Roseanna Sonnenberg, 6/10/21

Many of Li Juan’s works are based on her personal experiences. This piece tells us about an extremely tough winter, that lasted five months. It shows how resilient and resourceful the writer was: what she ate and what she did – within a small, isolated world: the four walls of her house and garden.

I liked the piece because firstly, it is set within a context that is understandable. We may have experienced an incident of extreme weather or heard about it on the news too. However, this story also reveals hardships beyond this comprehension – imagine eating a spindle, for example. This was so startling, I had to read the sentence twice to make sure I’d understood it right.

Secondly, the question of where the writer’s stepfather had buried the turnips provided the piece with a sense of mystery and a hope that they would be found. It also acted as a thread for the story – the turnips were there at the beginning, middle and end. Plus, what seemed so important during the winter (finding the turnips) became something of an  afterthought once the hard times had ended and life had moved on. Again, this too seems relatable: what seems so intensely important today is but a footnote tomorrow.

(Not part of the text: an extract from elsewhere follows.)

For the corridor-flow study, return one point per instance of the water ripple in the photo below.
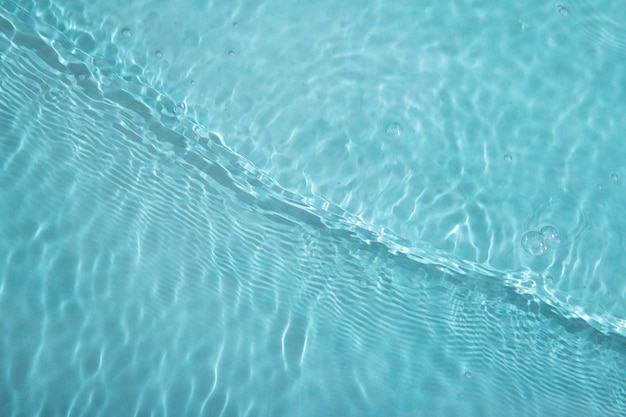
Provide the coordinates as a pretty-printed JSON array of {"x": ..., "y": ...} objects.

I would recommend the piece because it provides the reader with a window into history. Before I read it, I knew nothing about the Winter of 2009. The writer’s memories inspired me to delve further into the time so I could learn more about it: the geography and the wider historical context of the event.

Plus it is a human story, told with a sense of humour in difficult times – for example, how the stepdaughter communicated with her stepfather once he’d had a stroke; and how her mother wasn’t pleased at her daughter’s efforts to preserve the motorbike.

Overall, the piece allows us to observe, understand and learn about a really difficult time – and come out the other side of it. Comprehensible, historical, geographical and human.  All rolled into one.